What to watch: Traders will be watching the UK harvest, with early results pointing to lower yields of winter barley with quality ‘better than expected’
LIFFE wheat prices jumped responding to crop concerns in the UK and abroad.
Issues with EU crops have been the biggest driver of prices around the world this week, but are not the only area showing production concerns.
Oilseed markets are being dictated by trade wars and import taxes.
Nov 18 LIFFE wheat futures closed on Wednesday, July 18, at £171.5, a rise of £5.75/t on the week.
UK grain markets rallied hard last week, responding to crop concerns both at home and on the continent. LIFFE Nov18 added over £11 week-on-week, settling at £182 on Tuesday.
While winter barley yields appear to have been quite resilient in the face of the ongoing heatwave, winter wheat yields may not have fared so well. Early results point to yields being between 5 per cent - 20 per cent lower than last year, with lighter land suffering the most, as expected.
Wheat quality is reported to be better than expected, with only low test weights presently a cause of concern. Heavy rains due later this week in the South may alter this picture, though.
Extrapolate early yields into a UK production number and it is clear that wheat imports will need to be substantially above last season and potentially at record levels, surpassing the 2.9 million tonnes imported in 2012/13.
How much domestic demand will need to be rationed and how much of this added requirement will be taken-up by maize imports will be key issues going forward.
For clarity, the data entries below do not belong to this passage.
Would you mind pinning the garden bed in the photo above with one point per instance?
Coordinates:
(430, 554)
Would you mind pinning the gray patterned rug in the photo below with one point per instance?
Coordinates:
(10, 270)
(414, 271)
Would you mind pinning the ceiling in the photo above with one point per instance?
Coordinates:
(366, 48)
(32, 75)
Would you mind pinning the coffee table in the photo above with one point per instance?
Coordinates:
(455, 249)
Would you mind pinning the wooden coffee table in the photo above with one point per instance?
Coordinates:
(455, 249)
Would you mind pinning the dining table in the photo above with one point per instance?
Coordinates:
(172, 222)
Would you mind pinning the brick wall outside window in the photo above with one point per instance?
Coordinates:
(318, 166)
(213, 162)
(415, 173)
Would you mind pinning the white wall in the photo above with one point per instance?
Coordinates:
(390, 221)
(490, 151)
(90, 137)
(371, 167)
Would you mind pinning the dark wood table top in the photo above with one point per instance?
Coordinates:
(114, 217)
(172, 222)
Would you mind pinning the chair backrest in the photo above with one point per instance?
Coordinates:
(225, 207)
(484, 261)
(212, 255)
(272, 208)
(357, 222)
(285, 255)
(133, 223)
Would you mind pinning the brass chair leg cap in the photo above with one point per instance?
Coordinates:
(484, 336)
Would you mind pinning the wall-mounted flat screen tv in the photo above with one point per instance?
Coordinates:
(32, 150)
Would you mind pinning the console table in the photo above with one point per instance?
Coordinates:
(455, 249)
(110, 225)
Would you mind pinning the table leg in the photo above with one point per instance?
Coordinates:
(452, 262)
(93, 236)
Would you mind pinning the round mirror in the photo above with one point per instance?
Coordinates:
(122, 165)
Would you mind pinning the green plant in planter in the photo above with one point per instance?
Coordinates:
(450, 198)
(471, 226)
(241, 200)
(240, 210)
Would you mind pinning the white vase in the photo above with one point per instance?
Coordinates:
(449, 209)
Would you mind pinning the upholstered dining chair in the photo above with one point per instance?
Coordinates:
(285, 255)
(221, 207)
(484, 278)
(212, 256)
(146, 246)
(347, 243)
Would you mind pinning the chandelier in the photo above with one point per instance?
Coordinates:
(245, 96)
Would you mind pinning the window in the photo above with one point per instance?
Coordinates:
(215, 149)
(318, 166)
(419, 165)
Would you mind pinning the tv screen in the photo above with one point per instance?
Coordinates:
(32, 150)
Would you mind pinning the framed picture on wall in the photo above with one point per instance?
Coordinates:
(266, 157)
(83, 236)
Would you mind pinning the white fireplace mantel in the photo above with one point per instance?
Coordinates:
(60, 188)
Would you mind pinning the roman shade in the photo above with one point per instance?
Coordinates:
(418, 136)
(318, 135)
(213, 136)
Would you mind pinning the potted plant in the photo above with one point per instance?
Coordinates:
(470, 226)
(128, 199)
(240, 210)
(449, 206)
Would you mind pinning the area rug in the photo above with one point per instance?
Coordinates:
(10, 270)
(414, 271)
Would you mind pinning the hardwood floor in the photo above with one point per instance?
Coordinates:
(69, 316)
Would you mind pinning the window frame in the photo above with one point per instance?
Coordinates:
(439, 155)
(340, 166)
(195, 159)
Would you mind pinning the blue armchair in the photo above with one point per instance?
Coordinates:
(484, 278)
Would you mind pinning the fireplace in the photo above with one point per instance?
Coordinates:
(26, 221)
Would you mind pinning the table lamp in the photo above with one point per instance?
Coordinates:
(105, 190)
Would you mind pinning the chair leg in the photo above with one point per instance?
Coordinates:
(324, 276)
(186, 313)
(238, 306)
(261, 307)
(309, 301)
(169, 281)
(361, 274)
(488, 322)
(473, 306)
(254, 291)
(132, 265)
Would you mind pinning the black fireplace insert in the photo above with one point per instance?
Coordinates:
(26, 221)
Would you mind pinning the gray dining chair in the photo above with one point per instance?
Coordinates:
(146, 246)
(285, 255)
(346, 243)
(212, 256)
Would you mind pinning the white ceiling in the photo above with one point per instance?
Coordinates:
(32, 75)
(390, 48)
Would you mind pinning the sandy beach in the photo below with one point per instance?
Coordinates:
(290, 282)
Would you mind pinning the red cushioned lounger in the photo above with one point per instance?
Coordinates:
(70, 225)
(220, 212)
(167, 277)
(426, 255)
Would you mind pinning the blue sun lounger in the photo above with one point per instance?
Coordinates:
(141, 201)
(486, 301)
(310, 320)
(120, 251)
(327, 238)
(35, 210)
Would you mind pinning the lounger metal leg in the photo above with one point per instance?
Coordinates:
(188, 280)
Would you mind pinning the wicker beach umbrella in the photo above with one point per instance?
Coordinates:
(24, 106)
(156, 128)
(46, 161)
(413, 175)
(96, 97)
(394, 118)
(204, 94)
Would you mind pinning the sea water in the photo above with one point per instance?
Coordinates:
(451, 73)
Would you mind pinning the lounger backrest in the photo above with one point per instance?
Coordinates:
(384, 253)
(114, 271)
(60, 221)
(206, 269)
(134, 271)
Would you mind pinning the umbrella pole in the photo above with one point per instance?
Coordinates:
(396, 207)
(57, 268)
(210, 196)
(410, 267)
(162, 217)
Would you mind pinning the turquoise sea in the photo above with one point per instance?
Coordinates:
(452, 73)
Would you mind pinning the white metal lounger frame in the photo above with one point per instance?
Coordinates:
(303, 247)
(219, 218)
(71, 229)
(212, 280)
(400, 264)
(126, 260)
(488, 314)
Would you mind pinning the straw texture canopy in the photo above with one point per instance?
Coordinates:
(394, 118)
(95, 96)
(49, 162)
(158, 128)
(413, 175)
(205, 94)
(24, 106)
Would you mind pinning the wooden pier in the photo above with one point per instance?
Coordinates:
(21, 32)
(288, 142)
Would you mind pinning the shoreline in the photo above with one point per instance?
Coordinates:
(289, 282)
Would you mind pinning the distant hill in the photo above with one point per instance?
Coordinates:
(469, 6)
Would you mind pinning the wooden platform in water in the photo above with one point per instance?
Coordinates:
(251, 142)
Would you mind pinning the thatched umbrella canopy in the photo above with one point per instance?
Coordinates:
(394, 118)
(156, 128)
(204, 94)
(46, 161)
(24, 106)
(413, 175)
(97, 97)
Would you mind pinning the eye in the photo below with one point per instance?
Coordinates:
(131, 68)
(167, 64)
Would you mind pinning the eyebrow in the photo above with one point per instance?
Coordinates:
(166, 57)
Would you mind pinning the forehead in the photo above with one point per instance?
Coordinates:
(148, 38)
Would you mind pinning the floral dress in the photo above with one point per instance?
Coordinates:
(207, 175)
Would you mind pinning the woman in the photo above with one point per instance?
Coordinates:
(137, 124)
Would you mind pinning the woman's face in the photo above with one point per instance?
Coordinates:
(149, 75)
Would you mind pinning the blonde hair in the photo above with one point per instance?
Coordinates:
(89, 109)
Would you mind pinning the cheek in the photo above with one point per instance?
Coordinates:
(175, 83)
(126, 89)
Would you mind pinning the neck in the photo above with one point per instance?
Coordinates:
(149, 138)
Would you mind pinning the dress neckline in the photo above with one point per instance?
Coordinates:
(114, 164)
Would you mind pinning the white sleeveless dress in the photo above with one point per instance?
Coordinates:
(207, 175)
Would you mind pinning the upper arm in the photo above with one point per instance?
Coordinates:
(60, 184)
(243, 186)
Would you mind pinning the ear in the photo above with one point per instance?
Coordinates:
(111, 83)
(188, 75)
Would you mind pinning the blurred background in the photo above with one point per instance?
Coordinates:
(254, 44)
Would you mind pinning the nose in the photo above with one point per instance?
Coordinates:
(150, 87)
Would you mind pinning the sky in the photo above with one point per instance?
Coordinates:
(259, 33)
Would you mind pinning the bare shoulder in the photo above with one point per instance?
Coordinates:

Currently South American maize can compete into the UK's north east.
MATIF contracts hit €200 this week, a level not seen for a long time.
Continued dryness across much of northern Europe is seen further reducing crop potential, and with reports of heavy sprouting in Russia and the Ukraine the available milling surplus is fast diminishing.
In Germany, where feed values are more than the export milling market, the crop is now struggling to reach 20mt, which is also seen as the potential EU all-wheat exportable surplus, compared with the current USDA projection of 27.5mt.
The French crop is now seen sub 34mt, leaving an exportable surplus that doesn’t need to chase non-EU exports, as demand will be robust from intra-EU destinations.
Recent downward crop revisions in both Russia and the Ukraine have also added support, and the recent rise in the market was demonstrated by the fact GASC (Egypt’s state buyer) paid $16/t more this week than at its previous tender two weeks ago.
Russia was again the main origin, with four cargoes, although two cargoes from Romania and a Ukrainian cargo were also purchased.
With GASC apparently biting the bullet it will be of interest who follows suit. EU and Russian export projections look increasingly overstated by USDA and EU markets have divorced themselves away from Chicago, trading domestic supply and demands, which at present are becoming significantly tighter by the day.
World wheat markets remain supported as adverse weather affects wheat crops in various parts of the world. Issues with EU crops are the biggest driver this week, but they are not the only area showing production concerns.
The Australian Met Office is indicating an increasing chance of an El Nino weather event developing through summer, which typically brings hot and dry conditions. The current forecasts show no rain through to the end of the month.
As a result, some estimates for the Australian 2018/19 wheat crop have dropped below 20 million tonnes. Argentina has drilled 93 per cent of its wheat crop now but ratings have dropped to 37 per cent good to excellent, versus 66 per cent this time last year.
Above normal temperatures in Russia have taken their toll, with wheat yields predicted to be 16.5 per cent down on last year – albeit last year was a record-breaking crop. Ukraine has also cut its crop estimates from 25.5mt to 24.7mt this week.
The US is now 80 per cent of the way through its winter wheat harvest which could create some harvest pressure. In addition, US spring wheat crops and corn crops are looking very promising and this could act as a balance to recent price rises at some point.
Global oilseeds continue to revolve around trade wars and import taxes.
But as everyone knows for every action there is an equal and opposite reaction and US soya farmers are now beginning to feel the pinch, with prices close to decade lows. This low value ironically may fill the gap which has been left by EU oilseed rape shortages.
Analysts continue to cut EU crop numbers and currently it looks like the EU crop could be similar to 12/13. The question at that point is how consumers in the EU will react?
Currently US CBOT soybeans are over $100/t discount to Matif OSR looks rather good value if you can substitute commodities, after all there are no import taxes currently on US soya, just US corn. With recent weather events across the EU, livestock producers would no doubt prefer to see soya to rape meal in rations for several reasons.
Obviously, there will be some inelastic demand for OSR but rationing will need to take place as we have seen over the years.
Caution always must remain just in case South America and Australia have further issues later in the season, but soya could be a saviour this season even displacing cereals.